We already know the experience of Brian Mulroney. Where did he end up? On the board of directors of one of the big three. Guess what his billings were from 2009 to 2011. His billings as a director of Archer Daniels Midland were $650,000. Normally, a member of a board of directors is not compensated $650,000 just for attending one meeting a year to vote on the compensation of fellow directors. He is delivering something. He is delivering the Canadian Wheat Board back into the hands of the robber barons who have been drooling over this market share ever since this important change took place.
It is a sad day for democracy when such an important and transformative change to the rural prairie economy takes place without even the scrutiny, the oversight and the due diligence of Canadian members of Parliament.
This is the tragedy here. Perhaps we should be sounding the alarm.
I was accused of using an obscenity on Twitter recently, while I sat here lamenting closure. The real obscenity is the calculated abuse of Parliament, disrespect for Parliament and even disrespect for the courtesy of presenting a reasonable case. The real obscenity is not asking a single farmer, or ordinary producer, to come as a witness before a parliamentary committee to speak for or against a bill that would change things forever.
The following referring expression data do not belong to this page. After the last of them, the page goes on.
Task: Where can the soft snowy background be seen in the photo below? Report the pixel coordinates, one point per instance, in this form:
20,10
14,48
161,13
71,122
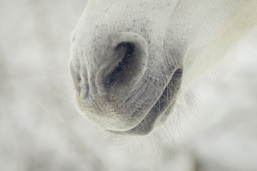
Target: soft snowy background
40,129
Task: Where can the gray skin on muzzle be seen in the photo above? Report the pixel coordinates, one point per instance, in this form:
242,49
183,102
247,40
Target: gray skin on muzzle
126,75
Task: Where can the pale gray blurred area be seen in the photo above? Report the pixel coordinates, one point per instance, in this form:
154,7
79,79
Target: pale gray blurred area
40,129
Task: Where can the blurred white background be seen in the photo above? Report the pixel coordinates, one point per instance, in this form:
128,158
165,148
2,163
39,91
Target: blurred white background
40,130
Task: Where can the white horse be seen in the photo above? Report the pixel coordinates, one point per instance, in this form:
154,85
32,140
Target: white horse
131,58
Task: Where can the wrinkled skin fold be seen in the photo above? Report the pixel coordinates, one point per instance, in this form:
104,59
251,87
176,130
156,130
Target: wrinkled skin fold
130,59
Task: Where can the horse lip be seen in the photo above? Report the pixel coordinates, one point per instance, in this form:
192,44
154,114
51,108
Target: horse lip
161,107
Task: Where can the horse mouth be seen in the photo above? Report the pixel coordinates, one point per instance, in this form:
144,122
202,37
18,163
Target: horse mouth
160,110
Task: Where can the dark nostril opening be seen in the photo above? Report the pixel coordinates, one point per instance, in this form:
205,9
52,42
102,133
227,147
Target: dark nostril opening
177,78
125,67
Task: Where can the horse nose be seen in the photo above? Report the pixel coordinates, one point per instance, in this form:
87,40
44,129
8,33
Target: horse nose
127,62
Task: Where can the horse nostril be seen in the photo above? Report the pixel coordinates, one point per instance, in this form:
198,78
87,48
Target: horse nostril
128,62
125,67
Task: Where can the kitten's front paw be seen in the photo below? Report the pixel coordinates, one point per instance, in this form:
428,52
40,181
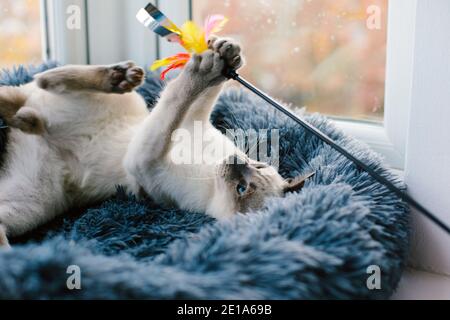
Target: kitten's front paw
205,70
229,50
125,77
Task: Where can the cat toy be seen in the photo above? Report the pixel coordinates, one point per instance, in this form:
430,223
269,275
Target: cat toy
194,39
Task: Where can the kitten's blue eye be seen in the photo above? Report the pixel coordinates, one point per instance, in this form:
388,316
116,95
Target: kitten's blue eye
241,188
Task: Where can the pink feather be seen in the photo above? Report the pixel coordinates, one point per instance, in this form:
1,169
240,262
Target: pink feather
214,24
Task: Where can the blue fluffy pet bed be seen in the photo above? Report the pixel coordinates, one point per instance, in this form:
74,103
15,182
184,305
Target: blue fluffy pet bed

And let us have no illusions about this, this change is irreversible. We will not get a Canadian wheat board back if we do not like, in the next five years, what is going to happen to this one. Some people will be happy about that; maybe those who are lucky enough to have a large acreage right on the American border and who could drive their product down to some mill in Montana.
However, let us deal with some of the myths that the parliamentary secretary and his minister, in some free market flight of fancy, are sharing. They say that as soon as they get rid of the Wheat Board, all kinds of value added and secondary industry will spring out of the ground like mushrooms all over the prairie region.
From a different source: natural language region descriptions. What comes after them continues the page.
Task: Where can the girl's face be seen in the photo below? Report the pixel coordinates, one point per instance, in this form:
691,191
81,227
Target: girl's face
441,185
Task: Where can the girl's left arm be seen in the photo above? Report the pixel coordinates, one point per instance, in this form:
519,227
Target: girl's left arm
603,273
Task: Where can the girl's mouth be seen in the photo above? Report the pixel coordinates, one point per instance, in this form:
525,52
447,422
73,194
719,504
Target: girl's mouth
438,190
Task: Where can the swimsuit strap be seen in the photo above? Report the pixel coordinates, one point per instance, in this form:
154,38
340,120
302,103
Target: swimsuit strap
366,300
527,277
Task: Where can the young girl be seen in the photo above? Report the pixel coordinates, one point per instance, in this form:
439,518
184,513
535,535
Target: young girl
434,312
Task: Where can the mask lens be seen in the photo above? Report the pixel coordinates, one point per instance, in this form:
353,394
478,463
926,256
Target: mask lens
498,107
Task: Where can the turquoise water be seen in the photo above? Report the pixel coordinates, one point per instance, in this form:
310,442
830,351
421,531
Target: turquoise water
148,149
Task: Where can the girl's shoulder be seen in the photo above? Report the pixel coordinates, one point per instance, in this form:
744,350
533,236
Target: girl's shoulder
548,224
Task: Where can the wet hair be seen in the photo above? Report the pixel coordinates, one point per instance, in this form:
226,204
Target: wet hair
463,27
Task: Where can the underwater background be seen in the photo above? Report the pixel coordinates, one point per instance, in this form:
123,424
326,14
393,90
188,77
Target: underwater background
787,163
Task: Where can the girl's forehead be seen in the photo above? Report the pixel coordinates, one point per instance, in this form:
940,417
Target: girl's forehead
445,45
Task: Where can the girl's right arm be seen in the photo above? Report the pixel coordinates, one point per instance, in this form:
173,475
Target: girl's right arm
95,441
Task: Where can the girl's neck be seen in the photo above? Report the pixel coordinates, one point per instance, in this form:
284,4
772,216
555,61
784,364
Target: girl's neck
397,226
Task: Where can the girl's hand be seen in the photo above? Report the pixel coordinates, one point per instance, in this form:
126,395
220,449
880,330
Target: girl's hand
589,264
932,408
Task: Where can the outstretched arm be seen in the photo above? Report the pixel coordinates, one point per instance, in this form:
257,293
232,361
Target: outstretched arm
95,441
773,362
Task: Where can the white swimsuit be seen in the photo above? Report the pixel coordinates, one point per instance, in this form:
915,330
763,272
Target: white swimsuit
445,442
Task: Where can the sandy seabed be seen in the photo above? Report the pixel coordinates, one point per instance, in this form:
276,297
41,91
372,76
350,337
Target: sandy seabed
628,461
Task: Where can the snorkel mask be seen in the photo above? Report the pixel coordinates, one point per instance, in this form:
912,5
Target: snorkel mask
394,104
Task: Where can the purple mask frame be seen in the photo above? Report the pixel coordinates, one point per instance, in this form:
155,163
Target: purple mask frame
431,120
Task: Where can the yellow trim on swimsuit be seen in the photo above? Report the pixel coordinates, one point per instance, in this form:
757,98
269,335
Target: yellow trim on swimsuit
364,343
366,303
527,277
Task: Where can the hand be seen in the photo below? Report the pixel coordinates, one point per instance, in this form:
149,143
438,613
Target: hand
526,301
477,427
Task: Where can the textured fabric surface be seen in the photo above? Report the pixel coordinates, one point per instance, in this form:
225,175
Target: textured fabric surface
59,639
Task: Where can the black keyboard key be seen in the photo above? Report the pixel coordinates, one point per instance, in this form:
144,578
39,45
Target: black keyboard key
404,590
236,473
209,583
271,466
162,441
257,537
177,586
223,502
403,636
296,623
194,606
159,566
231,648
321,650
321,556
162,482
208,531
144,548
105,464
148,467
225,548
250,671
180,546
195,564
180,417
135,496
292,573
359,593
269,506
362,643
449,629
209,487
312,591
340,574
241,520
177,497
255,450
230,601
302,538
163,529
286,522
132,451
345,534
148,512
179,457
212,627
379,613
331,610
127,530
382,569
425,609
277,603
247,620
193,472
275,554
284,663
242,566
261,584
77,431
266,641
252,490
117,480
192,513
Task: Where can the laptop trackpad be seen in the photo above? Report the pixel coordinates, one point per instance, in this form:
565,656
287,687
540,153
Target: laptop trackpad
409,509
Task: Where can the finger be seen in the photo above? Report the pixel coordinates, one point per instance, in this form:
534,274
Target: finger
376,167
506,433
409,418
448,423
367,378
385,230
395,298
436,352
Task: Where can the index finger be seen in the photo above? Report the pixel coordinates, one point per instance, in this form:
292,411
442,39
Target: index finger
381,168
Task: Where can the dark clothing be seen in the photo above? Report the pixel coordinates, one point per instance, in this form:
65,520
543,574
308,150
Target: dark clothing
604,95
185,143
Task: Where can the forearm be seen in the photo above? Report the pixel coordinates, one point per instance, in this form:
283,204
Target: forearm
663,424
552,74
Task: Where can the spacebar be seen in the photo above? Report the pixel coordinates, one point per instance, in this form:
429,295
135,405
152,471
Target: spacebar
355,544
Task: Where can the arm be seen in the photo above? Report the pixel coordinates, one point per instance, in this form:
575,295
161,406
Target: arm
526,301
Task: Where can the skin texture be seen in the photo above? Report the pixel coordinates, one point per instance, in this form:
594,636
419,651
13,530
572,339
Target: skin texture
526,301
First, there is the untruth associated with this. In the last 10 years, milling capacity has increased 50% in the rural prairie region and four new institutions have popped up for value added. It is not as though it is impossible.
At the same time, south of the border, the milling capacity increased 9% and there were no new installations.
They would have us believe that it will be nirvana, that for a nominal fee they could reach nirvana tonight, that old myth. They are trying to promise all kinds of changes that would occur overnight because there is one guy who is waiting to open his doors as soon as they get rid of the Wheat Board. Do members know why? Because he would be able to buy grain cheaper. The Wheat Board did not offer a premium to producers, because their mandate was to get the best price for farmers. The only way to get grain cheaper is to give farmers less for it. Is that in the best interests of the prairie producers?
That is only one of the inconsistencies in their argument. If we were given the luxury of time at a parliamentary committee, we could study many others. I guarantee that their own members would have serious questions about why they are ramming through this ideological crusade in the absence of reason, logic, a business case, or even an economic case of why it might be a good idea.